Tuve un sueño extraño. Sé que es un comienzo flojo para un cuento,
pero es que la frase, de alguna manera, forma parte del sueño, y no quiero
empezar traicionándolo. Y digo bien, un sueño, a pesar de que se
desarrolló en varias noches sucesivas. Pese a esto, la continuidad era tan
evidente como rara en mi estilo de soñar. ¿Cómo contarlo? ¿Cómo no agregar
pormenores, detalles, con el correr del cursor por esta pantalla negra que parece reclamar el ser llenada con
pequeñas letras amarillas,
titilantes? Bueno, en realidad no importa, porque —a pesar de lo que dije al
principio— la índole misma del sueño admite, quizás exige, rellenar los huecos
con invenciones de dudosa fidelidad. Ya se verá por qué.

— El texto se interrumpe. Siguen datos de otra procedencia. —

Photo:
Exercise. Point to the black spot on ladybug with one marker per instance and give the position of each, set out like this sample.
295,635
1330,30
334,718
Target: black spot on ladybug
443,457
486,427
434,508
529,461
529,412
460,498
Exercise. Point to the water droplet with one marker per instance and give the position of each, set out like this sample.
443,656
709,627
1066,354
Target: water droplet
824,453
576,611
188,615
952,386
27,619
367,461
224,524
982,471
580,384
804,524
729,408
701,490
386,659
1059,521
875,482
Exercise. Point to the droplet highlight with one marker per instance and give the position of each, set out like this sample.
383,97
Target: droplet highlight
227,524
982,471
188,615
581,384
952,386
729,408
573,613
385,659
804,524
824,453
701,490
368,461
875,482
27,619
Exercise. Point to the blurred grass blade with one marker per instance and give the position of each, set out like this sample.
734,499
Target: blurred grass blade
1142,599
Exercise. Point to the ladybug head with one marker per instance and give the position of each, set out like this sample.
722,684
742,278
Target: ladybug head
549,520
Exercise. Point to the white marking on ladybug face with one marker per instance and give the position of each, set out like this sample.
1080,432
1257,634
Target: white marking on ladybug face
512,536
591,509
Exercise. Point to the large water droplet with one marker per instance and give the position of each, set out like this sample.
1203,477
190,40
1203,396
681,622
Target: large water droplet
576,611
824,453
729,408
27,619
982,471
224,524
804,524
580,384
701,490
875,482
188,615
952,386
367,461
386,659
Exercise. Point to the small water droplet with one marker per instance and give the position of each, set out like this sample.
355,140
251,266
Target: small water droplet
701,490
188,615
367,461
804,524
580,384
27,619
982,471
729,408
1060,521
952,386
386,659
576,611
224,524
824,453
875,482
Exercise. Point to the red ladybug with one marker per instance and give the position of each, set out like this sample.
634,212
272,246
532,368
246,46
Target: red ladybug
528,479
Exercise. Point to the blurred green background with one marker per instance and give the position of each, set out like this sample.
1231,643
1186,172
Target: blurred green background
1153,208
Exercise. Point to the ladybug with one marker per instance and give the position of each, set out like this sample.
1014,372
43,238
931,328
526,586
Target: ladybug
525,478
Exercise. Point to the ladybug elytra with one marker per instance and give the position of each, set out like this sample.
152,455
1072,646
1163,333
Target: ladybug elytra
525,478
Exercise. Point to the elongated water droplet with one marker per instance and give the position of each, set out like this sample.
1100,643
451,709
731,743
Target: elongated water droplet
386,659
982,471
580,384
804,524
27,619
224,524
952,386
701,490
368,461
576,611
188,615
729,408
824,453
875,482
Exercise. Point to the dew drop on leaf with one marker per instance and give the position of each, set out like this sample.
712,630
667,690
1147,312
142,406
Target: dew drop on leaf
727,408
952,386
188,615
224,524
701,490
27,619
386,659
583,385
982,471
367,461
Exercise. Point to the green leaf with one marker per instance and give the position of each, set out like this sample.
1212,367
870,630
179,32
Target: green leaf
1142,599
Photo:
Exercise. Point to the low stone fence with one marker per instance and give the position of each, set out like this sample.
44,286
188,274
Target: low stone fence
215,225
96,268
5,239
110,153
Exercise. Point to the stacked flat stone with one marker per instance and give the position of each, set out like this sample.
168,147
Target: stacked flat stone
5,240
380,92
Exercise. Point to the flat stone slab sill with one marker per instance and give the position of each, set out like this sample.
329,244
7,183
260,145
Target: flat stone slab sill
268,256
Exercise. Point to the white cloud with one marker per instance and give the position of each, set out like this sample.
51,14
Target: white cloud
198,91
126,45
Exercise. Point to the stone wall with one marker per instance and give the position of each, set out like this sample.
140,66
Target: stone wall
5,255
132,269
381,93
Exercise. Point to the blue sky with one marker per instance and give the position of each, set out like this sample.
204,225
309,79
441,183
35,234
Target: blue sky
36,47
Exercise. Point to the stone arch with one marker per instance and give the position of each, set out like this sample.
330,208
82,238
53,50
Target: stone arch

En principio, quiero decir, la primera noche en que el sueño
apareció, todo era bastante confuso. O confuso fue el recuerdo que de todo ello
me quedaría. Yo estaba con mi novia, en medio de una calle ancha, de
localización indefinible. Otro joven nos agredía, se burlaba de nosotros. Recuerdo
perfectamente que tenía la cara de un compañero de secundario a quien no veo
desde hace quince años. No sé, en cambio, qué era exactamente lo que nos decía.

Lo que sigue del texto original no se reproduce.